When Security Became the Brake on a Bank's Transformation

About the customer

This is one of the UK's major high street banks, undertaking a significant multi-year programme to modernise its technology infrastructure. The programme involved migrating legacy services and building new cloud capabilities across more than 250 AWS accounts, with dozens of DevOps teams working simultaneously on shared platform components — encryption services, vulnerability management, data storage, analytics — that would underpin the bank's digital products for years to come. Internal customers, including the C-suite, were watching closely.

The situation

The programme set out to gold-plate security from the start. Instead, it became a bottleneck that blocked every other engineering team.

New services were being blocked days before they were due to go live, with urgent security demands that appeared out of nowhere. Engineers were frustrated by last-minute requirements that had been entirely foreseeable but somehow went unaddressed until the final moment. Product owners were missing deadlines. Internal customers were losing faith in the promise of fast, agile cloud delivery.

The turning point

We started with a full audit of the AWS environment. With around 60 accounts at that stage, it was a substantial exercise; and we had it done within a week.

It gave both us and the bank a clear high-level view of infrastructure and maturity. That laid the groundwork for what came next: threat modeling.

The first threat model covered a single critical workload.
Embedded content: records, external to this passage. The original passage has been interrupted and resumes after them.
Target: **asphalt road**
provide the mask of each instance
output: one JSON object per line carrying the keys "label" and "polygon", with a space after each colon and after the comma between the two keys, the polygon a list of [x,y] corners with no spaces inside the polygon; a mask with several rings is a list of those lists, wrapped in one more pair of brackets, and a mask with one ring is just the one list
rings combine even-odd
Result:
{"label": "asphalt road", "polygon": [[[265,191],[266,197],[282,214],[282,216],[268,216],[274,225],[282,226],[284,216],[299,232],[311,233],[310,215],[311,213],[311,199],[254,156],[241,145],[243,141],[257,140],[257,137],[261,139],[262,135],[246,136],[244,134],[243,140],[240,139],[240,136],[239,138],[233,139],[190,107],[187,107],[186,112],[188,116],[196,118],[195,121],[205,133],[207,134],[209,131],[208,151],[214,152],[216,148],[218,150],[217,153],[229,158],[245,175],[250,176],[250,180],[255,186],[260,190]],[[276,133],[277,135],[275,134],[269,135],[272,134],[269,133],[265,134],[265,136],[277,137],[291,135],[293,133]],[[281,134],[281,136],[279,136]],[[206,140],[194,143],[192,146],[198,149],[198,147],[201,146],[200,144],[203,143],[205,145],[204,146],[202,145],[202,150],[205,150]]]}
That session did something that months of audits hadn't managed: it got engineers, product owners, risk managers and security leads in the same room, talking about the same thing, agreeing on what actually mattered. The output gave everyone the clarity they needed to make fast, confident decisions. It also revealed something that would prove important across the whole programme — around half the security work those teams were doing was addressing things that weren't real risks at all.

Scaling the programme

That first model worked well enough that they asked us to keep going. We ran one threat model a week at peak velocity, covering the full range of workloads being built across the platform — shared infrastructure, business-critical services, compliance-sensitive systems. Over the following years we delivered more than 70 threat models across the bank's cloud estate. Each one reduced duplication, redirected effort toward genuine risks, and gave the teams involved a shared understanding of where the real boundaries were.

Threat modelling quickly became the most valued security exercise by product owners because of the delivery risk mitigated by bringing it forward and our ruthless focus on what mattered from a risk perspective.

The result

The models went on to be the clearest documentation across the programme, being regularly used in decision making by product and security leaders owing to their blend of simplicity, clarity and focus.
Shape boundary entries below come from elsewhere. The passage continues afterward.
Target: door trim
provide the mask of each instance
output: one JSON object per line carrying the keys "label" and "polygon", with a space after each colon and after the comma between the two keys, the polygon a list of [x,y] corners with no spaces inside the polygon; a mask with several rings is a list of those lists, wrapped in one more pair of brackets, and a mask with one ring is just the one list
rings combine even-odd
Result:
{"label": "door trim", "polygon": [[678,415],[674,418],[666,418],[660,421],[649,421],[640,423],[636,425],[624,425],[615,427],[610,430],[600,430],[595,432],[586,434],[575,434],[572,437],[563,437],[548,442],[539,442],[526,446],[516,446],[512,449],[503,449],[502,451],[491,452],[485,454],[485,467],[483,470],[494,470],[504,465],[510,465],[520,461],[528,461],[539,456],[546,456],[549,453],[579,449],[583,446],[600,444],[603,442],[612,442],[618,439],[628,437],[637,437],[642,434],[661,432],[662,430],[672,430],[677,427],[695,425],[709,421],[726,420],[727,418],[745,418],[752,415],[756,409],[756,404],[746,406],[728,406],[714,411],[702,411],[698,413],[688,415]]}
Before Threatplane, most development teams were buried in security overhead: meetings, questionnaires, extra tickets, and back-and-forth that had little bearing on actual risk. Across the programme, around half of that overhead was eliminated. The time saved went in two directions — addressing the genuine risks that threat models surfaced, and getting back to building features that mattered to the business.

Teams that had been stuck second-guessing themselves now had a clear picture of where the real risks were and where the red lines sat. Security stopped being the thing that slowed everything down and became the thing that gave teams permission to move faster.